PVID can be changed.
[Egress] VLAN Tag Member
When a frame is sent though this port, device inserts a VLAN tag between source MAC and Ethernet type/length.
[Egress] VLAN Un-tag Member
When a frame is sent though this port, device will not add the VLAN tag.
- VLAN Tag:
Base on IEEE 802.1Q, a VLAN tag is a 4 bytes field adding between source MAC address and Ethernet Type/Size fields of the original frame.
TPID = Tag Protocol Identifier (0x8100 is used for 802.1Q tagged frame)
PCP = Priority Code Point (from 0(lowest) to 7 (highest))
CFI = Canonical Format Indicator (always set to zero for Ethernet)
VID = VLAN Identifier (0x000 and 0xFFF are reserved)
IPv4
Classless Inter-Domain Routing (CIDR) is a method for allocating IP addresses and routing IP packets.
A CIDR Block: 10.10.1.32/27
IP Range -> 10.10.1.32~10.10.1.63
Host useable IP address range is 10.10.1.33~10.10.1.62
The all-ones host address of each subnet is that subnet’s broadcast address.
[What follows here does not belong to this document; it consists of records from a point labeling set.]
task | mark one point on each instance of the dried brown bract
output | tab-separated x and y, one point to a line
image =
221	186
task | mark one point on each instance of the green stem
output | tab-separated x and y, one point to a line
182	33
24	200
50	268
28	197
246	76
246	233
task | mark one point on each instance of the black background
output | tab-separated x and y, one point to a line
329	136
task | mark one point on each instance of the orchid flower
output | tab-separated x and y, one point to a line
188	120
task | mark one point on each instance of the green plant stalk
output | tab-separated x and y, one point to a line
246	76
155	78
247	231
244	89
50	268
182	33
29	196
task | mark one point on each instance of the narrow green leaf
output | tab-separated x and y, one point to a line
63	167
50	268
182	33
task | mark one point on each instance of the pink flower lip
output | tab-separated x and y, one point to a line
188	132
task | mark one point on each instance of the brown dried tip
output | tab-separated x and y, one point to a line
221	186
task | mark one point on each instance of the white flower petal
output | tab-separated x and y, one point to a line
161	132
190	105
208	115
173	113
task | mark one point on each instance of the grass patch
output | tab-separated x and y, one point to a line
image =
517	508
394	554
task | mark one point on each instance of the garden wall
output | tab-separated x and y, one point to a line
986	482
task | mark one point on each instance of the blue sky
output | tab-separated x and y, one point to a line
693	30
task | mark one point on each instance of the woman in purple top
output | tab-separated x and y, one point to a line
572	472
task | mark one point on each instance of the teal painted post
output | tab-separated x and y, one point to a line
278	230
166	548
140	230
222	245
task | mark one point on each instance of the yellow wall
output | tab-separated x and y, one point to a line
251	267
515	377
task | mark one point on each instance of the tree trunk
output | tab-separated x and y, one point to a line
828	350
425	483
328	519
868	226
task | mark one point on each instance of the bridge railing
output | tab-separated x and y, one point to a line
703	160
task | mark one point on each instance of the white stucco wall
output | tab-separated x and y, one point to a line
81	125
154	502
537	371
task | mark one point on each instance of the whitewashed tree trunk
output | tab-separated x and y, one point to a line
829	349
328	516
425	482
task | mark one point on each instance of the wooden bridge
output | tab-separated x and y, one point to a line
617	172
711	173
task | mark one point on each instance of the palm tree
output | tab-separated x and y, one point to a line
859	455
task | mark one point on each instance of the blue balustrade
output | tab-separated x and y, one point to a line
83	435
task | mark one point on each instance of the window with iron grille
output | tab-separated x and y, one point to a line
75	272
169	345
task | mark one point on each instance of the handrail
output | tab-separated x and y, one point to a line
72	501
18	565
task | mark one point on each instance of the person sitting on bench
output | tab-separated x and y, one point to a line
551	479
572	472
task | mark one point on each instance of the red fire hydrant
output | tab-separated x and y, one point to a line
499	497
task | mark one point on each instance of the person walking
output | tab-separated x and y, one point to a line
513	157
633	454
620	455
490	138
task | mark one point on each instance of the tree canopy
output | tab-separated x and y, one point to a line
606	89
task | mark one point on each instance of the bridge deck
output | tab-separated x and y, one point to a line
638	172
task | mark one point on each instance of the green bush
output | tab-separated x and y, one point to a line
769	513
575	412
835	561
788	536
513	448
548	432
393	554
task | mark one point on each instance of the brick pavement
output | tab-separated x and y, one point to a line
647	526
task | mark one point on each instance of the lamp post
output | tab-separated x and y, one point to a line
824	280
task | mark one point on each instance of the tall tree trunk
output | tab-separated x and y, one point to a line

The all-zero host address of each subnet is subnet’s Network ID.
Broadcast Address:
172.16.0.0/12, which has the subnet mask 255.240.0.0,
the broadcast address is 172.16.0.0 | 0.15.255.255 = 172.31.255.255
Multicast Address:
IPv4: 224.0.0.0/4
IPv6: ff00::/8
IPv6
128 bits 解決IPv4 數量不夠問題
常用 64 bits prefix + 64 bits interface ID
EUI-64: 用MAC產生interface ID
MAC 48 bits 插入 FFFE 16 bits -> 7th bit 由0改成1
ex:
MAC: 00:50:56:C1:A0:E8
-> 00:50:56:FF:FE:C1:A0:E8 -> 02:50:56:C1:A0:E8
Open System Interconnection 7 layer
Unicast Packet Forwarding
In IP unicast packet forwarding, the host table is searched first. If no matching destination, switch performs Longest Prefix Match (LPM) in unicast routing table to select the destination. If there is no matched prefix found, the specific IP packet is dropped.
L2
FDB Table
- MAC learning is the process of obtaining the MAC addresses of all the nodes on a network.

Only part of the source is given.